Казни, как и наказания, также определялись у запорожских козаков разные, смотря по роду преступлений, совершенных тем или другим лицом. Самою страшною казнью было закапывание преступника живым в землю; это делали с тем, кто убивал своего товарища: убийцу клали живого в гроб вместе с убитым и обоих закапывали землей; впрочем, если убийца был храбрый воин и добрый козак, то его освобождали от этой стращной казни и взамен того определяли штраф.
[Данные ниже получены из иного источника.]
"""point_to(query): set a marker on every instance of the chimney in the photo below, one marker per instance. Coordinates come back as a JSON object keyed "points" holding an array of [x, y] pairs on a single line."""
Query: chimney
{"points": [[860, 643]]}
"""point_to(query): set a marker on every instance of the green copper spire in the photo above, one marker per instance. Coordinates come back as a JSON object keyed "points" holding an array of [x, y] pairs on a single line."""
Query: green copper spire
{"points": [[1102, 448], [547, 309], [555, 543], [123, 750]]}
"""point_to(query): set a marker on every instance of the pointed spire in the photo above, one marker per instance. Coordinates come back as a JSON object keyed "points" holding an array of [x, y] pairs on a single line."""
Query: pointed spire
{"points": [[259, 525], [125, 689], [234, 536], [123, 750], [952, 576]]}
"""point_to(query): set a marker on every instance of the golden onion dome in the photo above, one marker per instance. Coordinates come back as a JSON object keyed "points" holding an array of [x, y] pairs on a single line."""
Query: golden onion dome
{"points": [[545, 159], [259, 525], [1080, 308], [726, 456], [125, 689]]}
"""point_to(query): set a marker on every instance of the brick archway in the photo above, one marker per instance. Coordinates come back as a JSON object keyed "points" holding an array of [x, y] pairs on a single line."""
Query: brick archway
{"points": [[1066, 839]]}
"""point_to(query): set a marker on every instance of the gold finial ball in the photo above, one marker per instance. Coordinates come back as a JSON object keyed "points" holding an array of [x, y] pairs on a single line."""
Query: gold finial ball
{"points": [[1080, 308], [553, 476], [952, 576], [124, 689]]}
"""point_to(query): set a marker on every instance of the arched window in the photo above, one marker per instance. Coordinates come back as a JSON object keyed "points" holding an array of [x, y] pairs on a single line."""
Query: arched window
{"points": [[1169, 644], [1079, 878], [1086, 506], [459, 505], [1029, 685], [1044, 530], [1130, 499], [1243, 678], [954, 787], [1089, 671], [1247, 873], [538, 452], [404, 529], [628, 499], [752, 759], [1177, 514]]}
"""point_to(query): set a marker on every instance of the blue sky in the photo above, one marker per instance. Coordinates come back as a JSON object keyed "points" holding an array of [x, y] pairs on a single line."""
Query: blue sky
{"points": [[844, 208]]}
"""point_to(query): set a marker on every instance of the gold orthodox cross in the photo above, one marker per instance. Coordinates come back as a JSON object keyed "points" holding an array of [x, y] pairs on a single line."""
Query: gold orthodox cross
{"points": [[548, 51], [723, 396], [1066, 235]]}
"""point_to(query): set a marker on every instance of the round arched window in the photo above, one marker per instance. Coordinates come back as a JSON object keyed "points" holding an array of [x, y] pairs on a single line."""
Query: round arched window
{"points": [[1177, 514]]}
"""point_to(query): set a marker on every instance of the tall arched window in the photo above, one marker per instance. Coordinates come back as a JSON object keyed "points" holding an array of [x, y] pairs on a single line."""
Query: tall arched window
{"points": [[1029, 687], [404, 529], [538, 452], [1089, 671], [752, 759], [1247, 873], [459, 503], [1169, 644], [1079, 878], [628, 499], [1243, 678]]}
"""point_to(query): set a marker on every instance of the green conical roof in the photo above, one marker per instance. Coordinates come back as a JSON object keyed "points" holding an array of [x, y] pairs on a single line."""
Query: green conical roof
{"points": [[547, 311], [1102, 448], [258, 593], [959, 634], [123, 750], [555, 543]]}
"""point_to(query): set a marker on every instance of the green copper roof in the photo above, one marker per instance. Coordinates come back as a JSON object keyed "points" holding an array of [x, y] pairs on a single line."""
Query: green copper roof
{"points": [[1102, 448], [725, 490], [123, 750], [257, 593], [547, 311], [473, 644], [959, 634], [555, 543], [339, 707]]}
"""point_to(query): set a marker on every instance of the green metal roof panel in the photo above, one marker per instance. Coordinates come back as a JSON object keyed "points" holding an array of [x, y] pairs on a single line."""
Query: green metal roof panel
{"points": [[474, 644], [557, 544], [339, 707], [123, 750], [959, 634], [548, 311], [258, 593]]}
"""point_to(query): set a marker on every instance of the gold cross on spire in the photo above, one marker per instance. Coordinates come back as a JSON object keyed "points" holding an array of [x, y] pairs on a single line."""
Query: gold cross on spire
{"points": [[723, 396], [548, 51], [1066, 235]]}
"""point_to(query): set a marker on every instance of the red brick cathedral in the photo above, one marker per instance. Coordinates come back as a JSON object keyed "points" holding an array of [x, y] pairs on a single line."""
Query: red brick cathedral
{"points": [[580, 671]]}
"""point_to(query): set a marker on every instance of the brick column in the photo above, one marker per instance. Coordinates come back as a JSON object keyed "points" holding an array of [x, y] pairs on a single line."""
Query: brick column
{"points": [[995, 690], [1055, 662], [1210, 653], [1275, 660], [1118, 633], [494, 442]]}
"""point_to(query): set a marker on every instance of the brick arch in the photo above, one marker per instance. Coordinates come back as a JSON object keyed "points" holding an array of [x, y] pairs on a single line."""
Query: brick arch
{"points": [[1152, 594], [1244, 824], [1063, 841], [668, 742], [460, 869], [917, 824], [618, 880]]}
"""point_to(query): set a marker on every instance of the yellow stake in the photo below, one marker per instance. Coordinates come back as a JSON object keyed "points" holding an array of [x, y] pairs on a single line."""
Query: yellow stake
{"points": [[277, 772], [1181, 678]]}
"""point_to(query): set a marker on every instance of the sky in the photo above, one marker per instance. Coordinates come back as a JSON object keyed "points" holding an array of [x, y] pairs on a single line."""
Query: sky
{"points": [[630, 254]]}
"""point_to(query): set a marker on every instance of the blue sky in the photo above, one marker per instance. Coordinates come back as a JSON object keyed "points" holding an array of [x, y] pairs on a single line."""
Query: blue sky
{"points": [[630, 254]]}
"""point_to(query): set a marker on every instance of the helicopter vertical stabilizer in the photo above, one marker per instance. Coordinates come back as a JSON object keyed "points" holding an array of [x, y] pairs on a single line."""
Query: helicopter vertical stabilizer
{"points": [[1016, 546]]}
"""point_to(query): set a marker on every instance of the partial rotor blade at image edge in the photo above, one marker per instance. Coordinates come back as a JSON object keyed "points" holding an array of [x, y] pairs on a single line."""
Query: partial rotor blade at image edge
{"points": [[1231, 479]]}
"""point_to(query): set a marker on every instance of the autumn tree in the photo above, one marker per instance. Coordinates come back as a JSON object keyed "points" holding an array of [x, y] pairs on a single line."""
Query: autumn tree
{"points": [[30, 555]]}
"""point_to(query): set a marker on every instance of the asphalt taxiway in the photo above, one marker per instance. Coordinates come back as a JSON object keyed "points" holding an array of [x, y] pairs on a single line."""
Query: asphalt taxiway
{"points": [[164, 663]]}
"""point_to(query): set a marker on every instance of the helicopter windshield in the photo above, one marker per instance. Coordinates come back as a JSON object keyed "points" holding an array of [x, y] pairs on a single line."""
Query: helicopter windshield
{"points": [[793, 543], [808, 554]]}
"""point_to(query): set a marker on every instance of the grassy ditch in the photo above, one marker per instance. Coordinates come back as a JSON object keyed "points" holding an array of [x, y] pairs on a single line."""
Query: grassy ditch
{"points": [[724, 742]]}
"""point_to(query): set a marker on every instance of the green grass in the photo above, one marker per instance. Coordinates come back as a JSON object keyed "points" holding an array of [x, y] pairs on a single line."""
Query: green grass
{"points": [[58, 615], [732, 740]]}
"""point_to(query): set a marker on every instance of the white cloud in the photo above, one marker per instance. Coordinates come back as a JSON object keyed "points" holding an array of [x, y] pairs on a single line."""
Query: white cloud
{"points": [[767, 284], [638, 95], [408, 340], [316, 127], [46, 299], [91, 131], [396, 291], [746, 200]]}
Но наиболее популярною казнью у запорожских козаков было забивание у позорного столба киями; к позорному столбу и киям приговаривались лица, совершившие воровство или скрывшие уворованные вещи, позволившие себе прелюбодеяние, содомский грех, учинившие побои, насилия, дезертирства. В 1751 году два козака, Василь Похил и Василь Таран, посланные с пакетами к очаковскому сераскер-паше, утопили вследствие ледохода на реке Днепр, по которой они плыли в Очаков, пашпорты свои и пакеты киевского генерал-губернатора Леонтьева, за что, по возвращении в Сичь, были «жестоко наказаны киями». Позорный столб всегда стоял на сичевой площади близ сичевой колокольни; около него всегда лежала связка сухих дубовых бичей с головками, называвшихся киями и похожих на бичи, привязываемые к цепям для молотьбы хлеба. Если один козак украдет что-либо, даже очень маловажное, у другого, в самой ли Сичи или в паланке и потом будет уличен в воровстве, то его приводят на сичевую площадь, приковывают к позорному столбу и по обыкновению держат в течение трех дней, а иногда и больше того, на площади до тех пор, пока он не уплатит деньги за украденную вещь. Во все время стояния преступника у столба мимо него проходят товарищи, причем один из них молча смотрит на привязанного; другие, напившись пьяными, ругают и бьют его; третьи предлагают ему деньги; четвертые, захвативши с собой горилку и калачи, поят и кормят его всем этим, и хотя бы преступнику не в охоту было ни пить, ни есть, тем не менее он должен был это делать. «Пий, скурвий сину, злодію! Як не будеш пить, то будем тебе, скурвого сина, бить!» — кричали проходившие. Но когда преступник выпьет, то пристающие к нему козаки тогда говорят:
«Тепер-же, брате, дай ми тебе трохи попобьем!».Напрасно тогда преступник будет молить о пощаде; на все просьбы его о помиловании козаки упорно отвечают: «За то ми тебе, скурвий сину, і горілкою поїли, що тебе треба попобить!». После этого они наносили несколько ударов привязанному к столбу преступнику и уходили. За ними являлись другие; за другими третьи и т.д. В таком положении преступник оставался сутки, а иногда и пять суток кряду, по усмотрению судей. Но обыкновенно бывало так, что уже через одни сутки преступника забивали до смерти, после чего имущество его отбирали на войско. Случалось, впрочем, что некоторые из преступников не только оставались после такого наказания в живых, но даже получали от пьяных сотоварищей деньги. Иногда наказание киями заменяло собою смертную казнь; в таком случае у наказываемого отбирали скот и движимое имущество, причем одну часть скота отдавали на войско, другую—паланочному старшине, третью часть и все движимое имущество виновного жене и детям его, если только он был женатым человеком.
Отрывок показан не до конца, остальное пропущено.